Personal information
- Full name: Tom Stenvoll
- Date of birth: 27 March 1978 (age 48)
- Place of birth: Andenes, Norway
- Height: 1.75 m (5 ft 9 in)
- Position: Left back

Youth career
- Andenes
- Stabæk

Senior career*
- Years: Team / Apps / (Gls)
- 1998–2010: Stabæk / 206 / (12)

Managerial career
- 2011–2013: Stabæk women (assistant)
- 2015–2018: Andenes
- 2020–2022: Lyn women

= Tom Stenvoll =

Norwegian footballer and coach (born 1978)

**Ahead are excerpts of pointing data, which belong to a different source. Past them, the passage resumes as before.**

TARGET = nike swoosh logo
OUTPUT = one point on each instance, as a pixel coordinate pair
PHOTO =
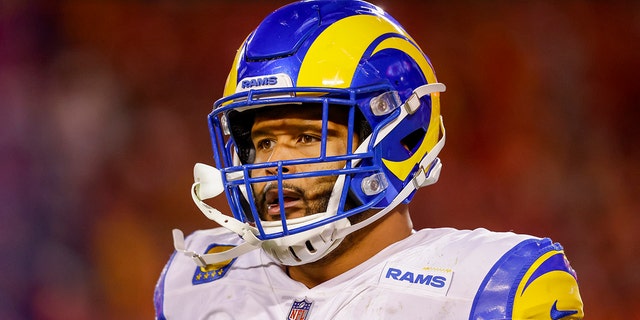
(559, 314)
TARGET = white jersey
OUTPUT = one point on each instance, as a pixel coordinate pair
(433, 274)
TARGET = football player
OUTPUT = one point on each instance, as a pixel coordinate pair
(329, 123)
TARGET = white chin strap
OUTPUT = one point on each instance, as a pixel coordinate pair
(310, 245)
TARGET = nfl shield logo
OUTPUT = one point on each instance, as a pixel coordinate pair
(300, 310)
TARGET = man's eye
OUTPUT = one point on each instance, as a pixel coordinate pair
(264, 144)
(305, 138)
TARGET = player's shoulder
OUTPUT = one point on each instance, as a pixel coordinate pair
(535, 279)
(464, 241)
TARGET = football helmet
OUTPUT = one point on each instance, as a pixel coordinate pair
(328, 55)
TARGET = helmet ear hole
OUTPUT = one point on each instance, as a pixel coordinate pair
(412, 140)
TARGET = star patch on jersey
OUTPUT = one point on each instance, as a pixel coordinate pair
(216, 271)
(300, 310)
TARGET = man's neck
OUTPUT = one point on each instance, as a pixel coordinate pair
(355, 249)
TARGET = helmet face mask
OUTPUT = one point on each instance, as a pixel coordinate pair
(352, 67)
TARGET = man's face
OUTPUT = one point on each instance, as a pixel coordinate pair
(295, 132)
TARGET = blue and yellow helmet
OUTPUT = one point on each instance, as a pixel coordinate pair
(350, 54)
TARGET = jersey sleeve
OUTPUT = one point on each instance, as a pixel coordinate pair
(533, 280)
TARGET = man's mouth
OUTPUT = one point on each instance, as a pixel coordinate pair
(290, 199)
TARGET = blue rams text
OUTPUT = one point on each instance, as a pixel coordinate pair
(426, 279)
(258, 82)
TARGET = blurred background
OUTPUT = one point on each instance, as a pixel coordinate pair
(103, 110)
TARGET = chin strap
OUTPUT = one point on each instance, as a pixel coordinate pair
(208, 184)
(203, 260)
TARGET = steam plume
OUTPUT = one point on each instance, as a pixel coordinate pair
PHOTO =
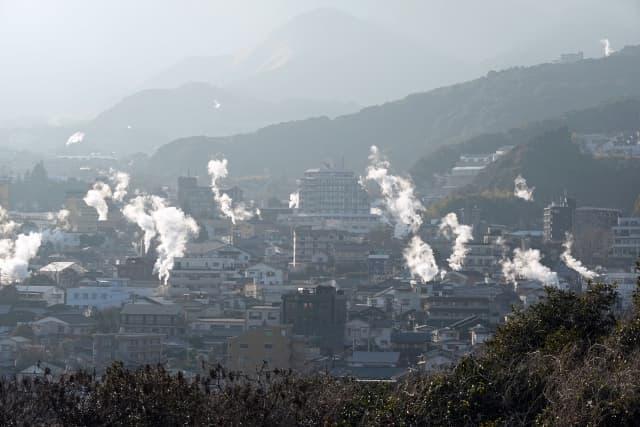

Tom Stenvoll (born 27 March 1978) is a Norwegian football coach and former player.

==Playing career==
He played for Stabæk all of his professional career. Stabæk won the cup in 1998 and the league in 2008.

==Managing career==
After retiring following the 2010 season, Stenvoll was hired as assistant coach for Stabæk Fotball Kvinner (women) under head coach Roger Finjord. He moved home to Andenes in the summer of 2013. He started out as manager of Andenes IL. In 2018 he was also hired as coach developer in Hålogaland District of Football, which caused him to step down at Andenes following the 2018 season. Ahead of the 2021 season, he was named as manager of Lyn Fotball Damer on a two-year leave from Hålogaland. The 2022 Toppserien season entailed Lyn's highest league placement ever, but Stenvoll did not renew his contract. Dagsavisen named him Oslo coach of the year.